Nas memórias de infância de Marcos Rocha de Pina sobrepõem-se as horas passadas no pequeno estúdio fotográfico do pai. Este era fotógrafo em Nova Sintra e uma espécie de “herói” para o filho, que o seguia fascinado no trabalho com as lentes, as películas e tudo o mais que caracterizava o ofício de um fotógrafo antes da actual era digital.

“Foi daí que veio o meu interesse pela fotografia. Eu seguia o meu pai e sempre queria mexer nas suas câmaras. Até que ele me ofereceu uma, da marca Fuji”, relembra o jovem de 28 anos que começou então a explorar o seu próprio olhar fotográfico ao que o rodeava.

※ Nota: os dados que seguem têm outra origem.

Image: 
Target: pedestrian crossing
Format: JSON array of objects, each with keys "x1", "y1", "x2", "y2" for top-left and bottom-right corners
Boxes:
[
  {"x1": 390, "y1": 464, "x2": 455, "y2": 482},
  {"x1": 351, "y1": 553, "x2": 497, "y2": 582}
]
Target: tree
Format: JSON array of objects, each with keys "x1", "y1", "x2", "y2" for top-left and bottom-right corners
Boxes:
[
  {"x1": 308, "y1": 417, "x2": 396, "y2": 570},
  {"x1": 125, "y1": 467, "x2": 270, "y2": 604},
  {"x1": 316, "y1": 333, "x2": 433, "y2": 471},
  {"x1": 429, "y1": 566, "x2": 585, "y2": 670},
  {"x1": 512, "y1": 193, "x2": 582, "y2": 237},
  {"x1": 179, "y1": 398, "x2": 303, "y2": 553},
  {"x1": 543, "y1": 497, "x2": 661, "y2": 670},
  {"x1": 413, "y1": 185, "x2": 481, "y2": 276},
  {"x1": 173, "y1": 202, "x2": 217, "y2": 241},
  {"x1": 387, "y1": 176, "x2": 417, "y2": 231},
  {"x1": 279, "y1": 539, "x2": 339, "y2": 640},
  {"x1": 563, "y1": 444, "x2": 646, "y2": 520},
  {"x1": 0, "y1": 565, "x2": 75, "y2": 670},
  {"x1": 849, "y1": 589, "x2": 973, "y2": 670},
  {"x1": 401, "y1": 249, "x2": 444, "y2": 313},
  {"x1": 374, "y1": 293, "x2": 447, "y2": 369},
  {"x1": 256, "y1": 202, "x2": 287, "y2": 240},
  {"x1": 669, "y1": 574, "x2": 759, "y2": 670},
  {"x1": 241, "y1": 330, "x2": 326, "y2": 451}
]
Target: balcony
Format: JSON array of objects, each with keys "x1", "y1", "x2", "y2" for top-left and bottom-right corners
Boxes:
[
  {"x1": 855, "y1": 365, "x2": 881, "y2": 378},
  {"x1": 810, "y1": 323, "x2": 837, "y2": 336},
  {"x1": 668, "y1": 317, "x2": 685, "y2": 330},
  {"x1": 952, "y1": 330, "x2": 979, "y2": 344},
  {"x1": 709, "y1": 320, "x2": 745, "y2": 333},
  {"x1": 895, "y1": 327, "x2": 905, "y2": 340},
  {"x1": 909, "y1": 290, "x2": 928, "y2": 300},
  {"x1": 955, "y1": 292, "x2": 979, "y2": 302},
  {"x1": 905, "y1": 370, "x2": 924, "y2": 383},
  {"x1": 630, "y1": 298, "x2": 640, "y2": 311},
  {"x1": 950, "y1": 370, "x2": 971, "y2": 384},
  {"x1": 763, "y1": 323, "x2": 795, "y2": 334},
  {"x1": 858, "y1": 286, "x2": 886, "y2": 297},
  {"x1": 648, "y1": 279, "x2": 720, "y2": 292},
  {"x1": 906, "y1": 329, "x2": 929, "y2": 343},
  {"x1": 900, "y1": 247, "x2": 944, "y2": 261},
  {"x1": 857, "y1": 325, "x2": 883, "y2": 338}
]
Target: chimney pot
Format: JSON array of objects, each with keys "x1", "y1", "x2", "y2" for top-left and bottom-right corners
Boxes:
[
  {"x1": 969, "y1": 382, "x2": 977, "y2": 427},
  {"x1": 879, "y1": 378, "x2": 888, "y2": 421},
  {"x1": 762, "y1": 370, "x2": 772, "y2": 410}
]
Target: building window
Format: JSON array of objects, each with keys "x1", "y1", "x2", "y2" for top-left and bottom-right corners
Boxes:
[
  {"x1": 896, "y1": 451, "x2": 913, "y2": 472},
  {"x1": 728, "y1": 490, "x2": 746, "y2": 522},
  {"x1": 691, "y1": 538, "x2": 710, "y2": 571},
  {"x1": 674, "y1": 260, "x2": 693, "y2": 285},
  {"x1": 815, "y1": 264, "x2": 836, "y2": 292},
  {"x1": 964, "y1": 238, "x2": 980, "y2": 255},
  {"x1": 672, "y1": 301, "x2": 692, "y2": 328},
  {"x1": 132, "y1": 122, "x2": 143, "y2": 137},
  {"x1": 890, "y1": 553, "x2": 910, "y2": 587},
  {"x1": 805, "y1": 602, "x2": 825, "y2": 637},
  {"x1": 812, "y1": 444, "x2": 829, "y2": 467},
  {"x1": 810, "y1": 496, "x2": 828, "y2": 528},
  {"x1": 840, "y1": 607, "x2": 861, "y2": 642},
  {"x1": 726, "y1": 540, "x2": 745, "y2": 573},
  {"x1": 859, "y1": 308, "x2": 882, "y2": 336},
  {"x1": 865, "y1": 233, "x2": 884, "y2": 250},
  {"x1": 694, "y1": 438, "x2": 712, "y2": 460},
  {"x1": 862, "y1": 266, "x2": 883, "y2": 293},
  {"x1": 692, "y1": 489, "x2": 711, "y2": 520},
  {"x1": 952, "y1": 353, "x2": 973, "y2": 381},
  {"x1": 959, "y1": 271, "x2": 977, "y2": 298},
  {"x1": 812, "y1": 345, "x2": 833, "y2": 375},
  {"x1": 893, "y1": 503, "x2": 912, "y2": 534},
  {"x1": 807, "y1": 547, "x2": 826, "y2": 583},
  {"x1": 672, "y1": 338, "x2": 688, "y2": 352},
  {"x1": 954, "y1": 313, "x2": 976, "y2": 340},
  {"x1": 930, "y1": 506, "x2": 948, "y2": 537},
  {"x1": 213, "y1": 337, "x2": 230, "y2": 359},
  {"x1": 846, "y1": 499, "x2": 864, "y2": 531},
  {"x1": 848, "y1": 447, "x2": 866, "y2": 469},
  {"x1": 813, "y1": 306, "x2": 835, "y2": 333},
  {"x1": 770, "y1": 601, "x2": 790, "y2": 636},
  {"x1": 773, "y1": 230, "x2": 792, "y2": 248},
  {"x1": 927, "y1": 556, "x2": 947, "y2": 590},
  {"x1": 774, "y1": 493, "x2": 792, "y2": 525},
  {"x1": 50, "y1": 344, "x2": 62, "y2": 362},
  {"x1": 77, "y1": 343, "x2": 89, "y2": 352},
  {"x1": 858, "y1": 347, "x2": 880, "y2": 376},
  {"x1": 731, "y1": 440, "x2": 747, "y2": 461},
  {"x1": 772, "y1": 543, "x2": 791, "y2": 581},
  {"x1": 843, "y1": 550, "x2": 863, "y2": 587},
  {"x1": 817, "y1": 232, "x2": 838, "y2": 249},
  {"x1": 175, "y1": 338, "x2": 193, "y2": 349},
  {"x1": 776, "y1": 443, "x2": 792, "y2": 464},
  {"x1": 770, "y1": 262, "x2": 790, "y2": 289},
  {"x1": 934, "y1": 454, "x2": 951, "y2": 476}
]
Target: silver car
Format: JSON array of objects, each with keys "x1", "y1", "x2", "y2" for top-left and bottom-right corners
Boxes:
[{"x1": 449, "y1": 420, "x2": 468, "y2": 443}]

A paixão pela imagem acompanhou-o da infância à adolescência. Terminado o liceu, foi a captar imagens que encontrou trabalho e abriu caminho para a escolha da sua actual profissão. Marcos é repórter de imagem na televisão pública, TCV, e pelo empenho que coloca no seu trabalho esteve nomeado, em 2015, na categoria Comunicação Social / Televisão dos prémios “Somos Cabo Verde – Os Melhores do Ano” e, no ano passado, ajudou a colega Anabela Varela a receber uma Menção Honrosa do Prémio Nacional de Jornalismo pela reportagem sobre a errupção vulcânica na ilha do Fogo.

Com esta mesma colega realizou a reportagem que idealizou sobre a imigração de bravenses para os Estados Unidos da América. A captura de imagens, montagem e edição de “Do Sonho à saudade” aguçou-lhe o interesse pelo documentário.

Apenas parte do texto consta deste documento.